4 Signs Your P&L is Wrong

First, after last week’s Financially Fit Business on why people steal, some of you asked for procedures to keep the honest people honest. I wrote a book on it: The Ugly Truth about Cash which gives you many of the procedures to put in place. I also put some other procedures in 101 Dumb Financial Mistakes Business Owners Make.

Now onto Financially Fit Business.

When I did the research on our industry’s financial statements, I shockingly discovered that around 80% of all of the statements had inaccuracies. So, to try to combat this issue, the next Contractor Cents series will be on identifying the major inaccuracies. This week will be on P&L inaccuracies. Next week I’ll write about balance sheet inaccuracies.

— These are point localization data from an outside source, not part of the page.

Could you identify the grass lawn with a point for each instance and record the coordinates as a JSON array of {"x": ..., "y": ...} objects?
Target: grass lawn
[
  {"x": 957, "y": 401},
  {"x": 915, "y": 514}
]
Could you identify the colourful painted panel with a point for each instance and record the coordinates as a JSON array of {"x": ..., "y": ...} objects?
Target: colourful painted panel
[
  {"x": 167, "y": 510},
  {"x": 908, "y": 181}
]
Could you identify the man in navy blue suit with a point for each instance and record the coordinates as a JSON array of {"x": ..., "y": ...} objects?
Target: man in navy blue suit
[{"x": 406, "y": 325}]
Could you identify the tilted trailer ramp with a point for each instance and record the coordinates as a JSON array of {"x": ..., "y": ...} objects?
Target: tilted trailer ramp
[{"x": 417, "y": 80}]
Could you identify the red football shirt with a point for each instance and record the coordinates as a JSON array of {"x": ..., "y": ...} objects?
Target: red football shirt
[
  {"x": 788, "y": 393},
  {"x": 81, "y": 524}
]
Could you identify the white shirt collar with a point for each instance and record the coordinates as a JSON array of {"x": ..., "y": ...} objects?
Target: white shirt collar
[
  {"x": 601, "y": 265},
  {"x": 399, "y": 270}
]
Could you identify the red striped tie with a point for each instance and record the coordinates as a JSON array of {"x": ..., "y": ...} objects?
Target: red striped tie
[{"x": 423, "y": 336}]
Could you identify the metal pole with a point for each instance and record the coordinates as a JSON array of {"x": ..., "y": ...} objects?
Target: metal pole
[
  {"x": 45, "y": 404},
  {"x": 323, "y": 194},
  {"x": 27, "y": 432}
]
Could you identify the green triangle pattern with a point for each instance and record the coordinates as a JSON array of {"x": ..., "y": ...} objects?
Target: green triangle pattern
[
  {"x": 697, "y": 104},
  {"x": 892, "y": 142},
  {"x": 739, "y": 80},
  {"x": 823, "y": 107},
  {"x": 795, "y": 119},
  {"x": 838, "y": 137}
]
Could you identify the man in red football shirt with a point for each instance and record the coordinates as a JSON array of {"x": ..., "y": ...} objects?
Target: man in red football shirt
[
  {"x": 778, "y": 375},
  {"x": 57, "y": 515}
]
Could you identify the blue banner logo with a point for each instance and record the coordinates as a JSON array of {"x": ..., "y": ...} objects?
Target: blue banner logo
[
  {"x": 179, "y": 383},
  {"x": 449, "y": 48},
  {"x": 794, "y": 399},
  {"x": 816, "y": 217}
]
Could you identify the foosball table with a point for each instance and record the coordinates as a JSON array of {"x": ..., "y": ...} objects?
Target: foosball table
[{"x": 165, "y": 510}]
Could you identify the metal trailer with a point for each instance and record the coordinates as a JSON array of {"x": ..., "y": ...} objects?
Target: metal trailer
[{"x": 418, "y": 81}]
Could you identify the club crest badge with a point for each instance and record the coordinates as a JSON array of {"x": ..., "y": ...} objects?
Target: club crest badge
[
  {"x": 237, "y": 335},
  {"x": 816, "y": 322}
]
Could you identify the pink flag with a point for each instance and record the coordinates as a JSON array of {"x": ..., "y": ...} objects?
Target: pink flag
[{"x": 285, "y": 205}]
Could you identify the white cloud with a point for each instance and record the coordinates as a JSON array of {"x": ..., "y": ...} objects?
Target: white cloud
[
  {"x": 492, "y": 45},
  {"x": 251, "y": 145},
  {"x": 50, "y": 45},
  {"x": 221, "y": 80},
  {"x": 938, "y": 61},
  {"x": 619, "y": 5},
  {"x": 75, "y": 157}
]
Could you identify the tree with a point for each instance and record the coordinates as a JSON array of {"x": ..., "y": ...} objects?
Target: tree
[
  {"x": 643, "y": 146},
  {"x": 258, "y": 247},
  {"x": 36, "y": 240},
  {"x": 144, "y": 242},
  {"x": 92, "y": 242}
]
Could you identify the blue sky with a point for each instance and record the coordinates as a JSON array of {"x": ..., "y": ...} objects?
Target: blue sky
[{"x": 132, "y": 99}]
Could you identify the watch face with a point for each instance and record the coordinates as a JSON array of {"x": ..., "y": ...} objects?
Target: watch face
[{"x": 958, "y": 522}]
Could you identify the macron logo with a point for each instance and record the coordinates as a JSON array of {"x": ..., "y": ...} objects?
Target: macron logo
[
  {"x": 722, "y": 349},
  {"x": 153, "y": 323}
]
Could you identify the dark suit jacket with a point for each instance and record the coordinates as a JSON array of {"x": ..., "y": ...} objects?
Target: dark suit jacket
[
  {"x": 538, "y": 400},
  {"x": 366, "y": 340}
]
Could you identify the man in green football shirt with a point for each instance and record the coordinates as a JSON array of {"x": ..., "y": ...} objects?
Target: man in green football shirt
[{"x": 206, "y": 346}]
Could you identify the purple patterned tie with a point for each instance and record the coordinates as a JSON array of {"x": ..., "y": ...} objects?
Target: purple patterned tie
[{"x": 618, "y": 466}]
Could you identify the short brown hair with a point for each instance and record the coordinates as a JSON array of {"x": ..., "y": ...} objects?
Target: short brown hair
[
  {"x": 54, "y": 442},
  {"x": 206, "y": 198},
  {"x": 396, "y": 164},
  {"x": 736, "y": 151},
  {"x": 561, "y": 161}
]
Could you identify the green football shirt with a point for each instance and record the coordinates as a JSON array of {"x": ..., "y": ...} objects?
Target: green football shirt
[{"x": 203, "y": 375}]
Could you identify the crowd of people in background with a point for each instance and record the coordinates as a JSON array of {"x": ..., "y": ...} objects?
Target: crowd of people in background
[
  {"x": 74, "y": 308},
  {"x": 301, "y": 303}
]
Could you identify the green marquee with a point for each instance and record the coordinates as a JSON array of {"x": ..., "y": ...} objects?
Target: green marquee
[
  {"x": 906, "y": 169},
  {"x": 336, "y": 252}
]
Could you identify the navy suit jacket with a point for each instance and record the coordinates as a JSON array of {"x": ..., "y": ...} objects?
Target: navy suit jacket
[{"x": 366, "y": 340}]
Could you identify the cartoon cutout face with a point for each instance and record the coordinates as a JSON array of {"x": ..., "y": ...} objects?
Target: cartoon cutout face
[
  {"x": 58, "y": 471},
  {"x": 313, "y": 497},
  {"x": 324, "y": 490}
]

Here are the major P&L inaccuracies that you can spot in less than a minute:

1. Negative Revenue

That’s right. Negative revenue. A bookkeeping company sent one of the Financially Fit Business software users (www.FinanciallyFit.Business) a P&L with -$249,000 in revenues for the month of June, 2024. There is no way that you would have paid your clients a quarter of a million dollars!

2. Negative Gross Profit

This means that you bought a part for $1 and sold it for less than a dollar. Not likely.

The only way gross profit is negative is for warranty work, callbacks or other non-revenue work that you do on behalf of your customers.

However, if you don’t have inventory on your balance sheet and purchase expensive equipment for work you are doing in subsequent months you’ve entered that purchase in cost of goods sold with no revenue to offset it. Then, you will have a negative gross profit. This is NOT accurate. The equipment should go into inventory until the month that you perform the work and invoice the customer.

3. Unusually High Rent, Utilities, or Missing Recurring Monthly Expenses

This is the sign of a bookkeeper who closed the month without all of the expenses in that month. You have to pay your rent every month. You have to pay the utility bills every month. These expenses should appear every month. There should not be a month with no expense and the subsequent month with double the expense. Your net operating profit is wrong!

4. Unusually High or Negative Overhead Expenses

Quickly go through the list of overhead expenses to see if there are any negative numbers or numbers that seen unusually high to you. Negative numbers might be possible if you got a refund on an overhead expense. However, ask questions and find out why the amounts are really high or negative.

In less than a minute you can see the most common P&L mistakes.